Gibt es andere Bücher, mit denen man Ihre Arbeit vergleichen könnte? Sicher wird man Valentina mit Büchern der aktuellen Erotikwelle vergleichen, vor allem mit Shades of Grey. Valentina rührt jedoch aus seiner etwas anderen Tradition. Meine Vorbilder sind Anais Nin, Henry Miller, Pauline Reage sowie andere Autoren erotischer Literatur, während Shades of Grey als Fanliteratur entstanden ist. Die Geschichte von Valentina funktioniert auch, wenn man die Erotik wegließe. Es gibt zwei parallel erzählte Liebesgeschichten, einen historischen Hintergrund, Charaktere mit Tiefe und eine spannende Nebenhandlung. Es ist ein unterhaltsamer Liebesroman, der gut geschrieben ist. Bitte nutzen Sie diesen Platz, um uns weitere Informationen zu geben, die Sie für hilfreich halten. Vielleicht ist es interessant, dass ich Valentina in sehr kurzer Zeit geschrieben habe. Man hat mich gebeten, das Buch zu schreiben und bereits wenige Tage später saß ich in einer großen leeren Wohnung in Mailand und habe ununterbrochen geschrieben.
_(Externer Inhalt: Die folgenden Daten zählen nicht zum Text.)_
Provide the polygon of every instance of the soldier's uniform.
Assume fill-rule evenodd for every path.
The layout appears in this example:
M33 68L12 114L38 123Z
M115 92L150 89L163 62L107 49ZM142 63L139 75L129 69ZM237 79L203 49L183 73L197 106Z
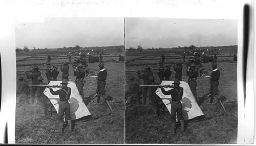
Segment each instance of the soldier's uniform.
M163 73L163 77L164 77L163 80L169 81L170 75L172 75L172 73L173 72L170 70L170 67L169 66L166 66L165 67L166 68L166 69L164 71L164 72Z
M62 81L61 84L68 85L68 82L67 80ZM70 132L72 131L71 117L70 116L70 108L68 100L70 98L71 94L71 88L67 86L63 86L61 89L54 91L51 88L50 88L50 92L53 95L59 95L59 110L58 114L58 119L59 121L59 130L57 132L62 132L63 118L64 114L65 114L65 118L68 121Z
M58 77L58 75L59 75L59 71L57 70L57 67L53 66L53 67L56 69L54 69L52 71L51 80L57 81L57 77Z
M24 81L23 77L20 77L18 79L19 83L18 83L16 93L18 95L17 97L17 104L19 103L23 100L28 100L29 94L29 87L28 83Z
M78 68L81 68L81 70L77 69L77 70L74 71L74 76L76 77L76 85L79 92L79 94L83 99L83 85L84 85L83 79L86 76L86 74L82 69L82 65L79 63L77 65Z
M69 65L67 63L64 63L63 67L60 66L60 71L62 72L62 80L67 80L69 81Z
M179 81L182 81L182 65L180 63L178 63L177 66L174 66L174 71L176 71L175 73L175 79L178 79Z
M31 74L28 74L27 72L26 72L26 75L27 76L27 78L28 79L31 79L32 82L32 85L38 85L39 83L38 81L37 80L37 78L41 76L41 72L38 71L38 67L37 66L34 66L33 67L32 69L34 71ZM35 98L35 93L36 92L37 88L36 87L31 87L30 90L30 102L32 104L34 104L34 101Z
M150 76L153 75L153 72L150 70L151 67L150 66L146 66L144 69L146 69L147 71L146 72L140 73L139 72L137 72L138 74L138 78L139 79L143 79L143 85L148 85L151 83L151 81L148 80L148 78ZM143 97L143 104L146 104L146 98L148 96L148 87L142 87L142 94Z
M47 84L42 82L42 77L41 76L37 78L37 80L39 82L38 85L47 85ZM41 107L41 116L44 116L46 113L47 113L46 104L47 103L50 102L50 100L44 94L44 91L46 88L46 87L37 87L36 90L36 97L39 102L40 107Z
M148 78L151 82L149 85L158 85L158 84L154 81L154 78L151 76ZM156 94L155 92L158 87L151 86L148 87L148 98L151 101L151 105L154 109L154 116L157 116L160 114L160 107L164 106L164 104L162 100Z
M215 67L211 73L210 80L210 103L212 103L214 101L214 103L218 103L219 99L219 80L220 79L220 72L217 68L217 64L216 62L212 63L211 66Z
M191 67L196 68L196 65L195 64L192 64L190 66ZM198 72L195 70L191 70L190 71L187 71L187 76L188 77L188 85L190 88L191 91L193 93L195 98L196 98L196 101L197 101L197 79L198 76Z
M134 102L135 104L138 102L140 104L139 91L140 86L139 84L135 82L134 77L132 77L130 80L132 82L132 84L130 85L129 89L125 91L125 96L131 95L132 96L132 102Z
M172 95L172 102L170 102L170 121L172 123L172 132L175 133L175 122L176 121L176 113L177 114L178 120L180 121L182 132L184 132L184 118L182 115L182 105L180 100L183 95L183 88L179 86L180 81L176 79L173 84L178 85L174 86L174 89L165 91L163 88L161 88L163 94L165 95Z
M102 62L100 62L99 64L100 70L98 74L98 86L97 86L97 92L98 99L97 103L99 103L100 100L100 97L102 96L101 103L105 103L105 85L106 85L106 76L108 72L105 68L104 68L104 64ZM101 68L101 69L100 69Z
Es war aufregend und beängstigend zugleich! Abends bin ich ausgegangen, habe Leute getroffen und mich mit ihnen über ihre sexuellen Geheimnisse unterhalten, was ich dann wiederum für das Buch genutzt habe! Es spielt eine wichtige Rolle in der Valentina-Trilogie, dass Valentina ihren Freigeist von der mütterlichen Linie ihrer Familie geerbt hat. So begegnen wir im ersten Band auf einer parallelen Ebene Belle, Valentinas Urgroßmutter und erfahren ihre Geschichte, die in den Zwanzigerjahren in Venedig spielt. Im zweiten Band lernen wir die Geschichte von Valentinas Großmutter Maria kennen, die Ende der Vierzigerjahre in Paris und London stattfindet und im letzten Teil der Trilogie wird die Geschichte von Valentinas Mutter Tina erzählt, die in den Achtzigerjahren in Berlin angesiedelt ist, während Valentina selbst dann in New York lebt. Das Wichtigste an der Valentina-Reihe ist, dass jede Frau sich ein bisschen in ihr wiedererkennt. Sie ist unerschrocken aber elegant, frei und scheu zugleich. Sie vereinigt in sich die Widersprüche einer modernen Frau und ich glaube, dass in jeder Frau ein bisschen von Valentina steckt.